The sun rises in the east with a hint of yellow; it casts unflattering colorless light at its zenith and it sets with a warm amber glow. Neon accents cityscapes at night. All of which are cues to photographers on how to employ colored gels on set.
Gel filters come in four categories:
ND filters are used to reduce the output of lights, but block their output like a pair of sunglasses for your strobes.
Diﬀusion filters are used to shape the character of hard lights and can resemble frosted glass or a translucent shower curtain.
This class of filter is used to correct artificial light to a neutral number or match natural light and may come in 1/8 to 1/1 strength.
CTO: Color Temperature Orange converts daylight to tungsten or matches the setting sun
CTB: Color temperature blue converts a tungsten source to daylight
CTS: Color Temperature Straw will make daylight match the morning sun
Fluorescent Correction: converts florescent light to match other sources or daylight
These are the filters you were expecting to read about. They come in every possible color and allow you to bathe your subjects in myriad shades of neon.
In general, if you want to intensify the results of these filters you can reduce the amount of light that you shine through them. If you’re using a light meter and you would normally want a light to read 5.6 on the subject’s skin, try turning the light down two stops to 2.8 and see if you like the results.
While I have always bought 0.61m x 0.53m (24″ x 21”) sheets of each filter you can buy combination packs with a nice variety of colors that will reasonably cover your flash for a lot less money overall. I recently used the Elinchrom Color Filter Set of 20 21x21cm sheets (EL26256) ; and they also make a Color Correction Filter Set (EL26255) that has a variety of CTO, CTB, diﬀusion and ND filters.

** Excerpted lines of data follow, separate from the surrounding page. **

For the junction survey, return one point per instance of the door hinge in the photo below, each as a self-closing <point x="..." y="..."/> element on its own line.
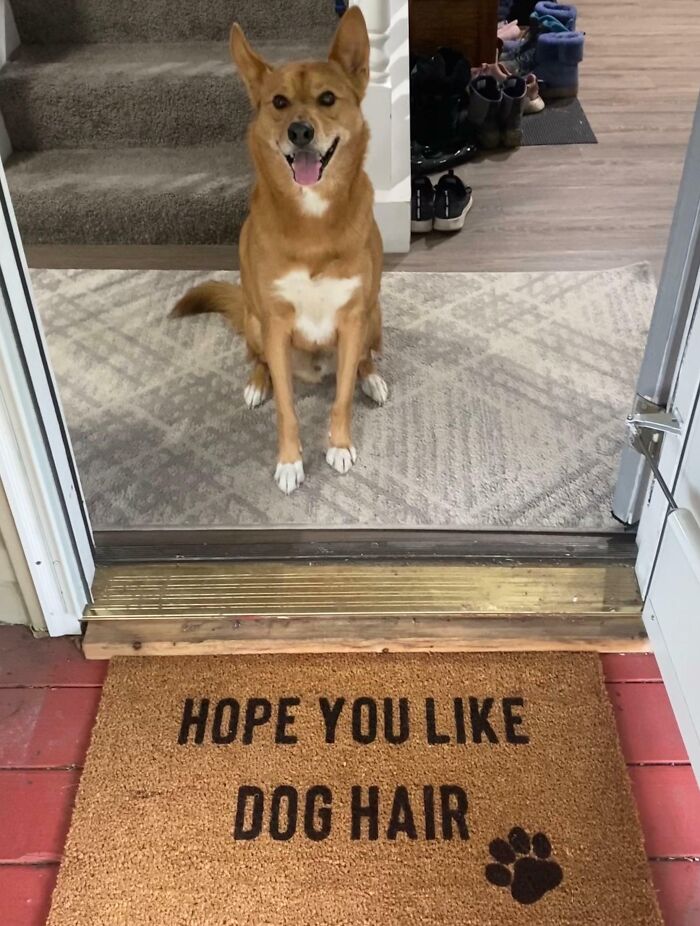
<point x="647" y="425"/>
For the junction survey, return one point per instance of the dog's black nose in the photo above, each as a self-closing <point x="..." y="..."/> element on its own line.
<point x="300" y="134"/>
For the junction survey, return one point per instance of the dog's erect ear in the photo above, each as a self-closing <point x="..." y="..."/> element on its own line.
<point x="252" y="67"/>
<point x="350" y="48"/>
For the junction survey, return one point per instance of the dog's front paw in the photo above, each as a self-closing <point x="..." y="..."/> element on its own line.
<point x="341" y="458"/>
<point x="254" y="395"/>
<point x="376" y="388"/>
<point x="289" y="476"/>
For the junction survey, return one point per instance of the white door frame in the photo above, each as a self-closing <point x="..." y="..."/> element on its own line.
<point x="674" y="302"/>
<point x="37" y="469"/>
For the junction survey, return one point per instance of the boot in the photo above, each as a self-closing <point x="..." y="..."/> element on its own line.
<point x="556" y="63"/>
<point x="511" y="112"/>
<point x="565" y="13"/>
<point x="485" y="98"/>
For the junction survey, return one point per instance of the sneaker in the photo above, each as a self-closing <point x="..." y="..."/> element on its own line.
<point x="452" y="203"/>
<point x="422" y="205"/>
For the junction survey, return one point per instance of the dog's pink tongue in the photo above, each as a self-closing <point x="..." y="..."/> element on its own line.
<point x="307" y="167"/>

In a pinch you can produce an ND filter by stacking a CTO filter and a CTB filter because they cancel each other out and just reduce the volume of light that can pass through their combo. Similarly, for artistic eﬀect you can gel three lights next to each other in primary colored filters like cyan, magenta and yellow, or red, green and blue; in concert they will create neutral light where they all overlap and a spectrum of colors in the shadows where they do not. This may take some fine tuning between lights for true neutrality, but making something that looks cool is pretty easy, as I experienced in the quickly setup shot above.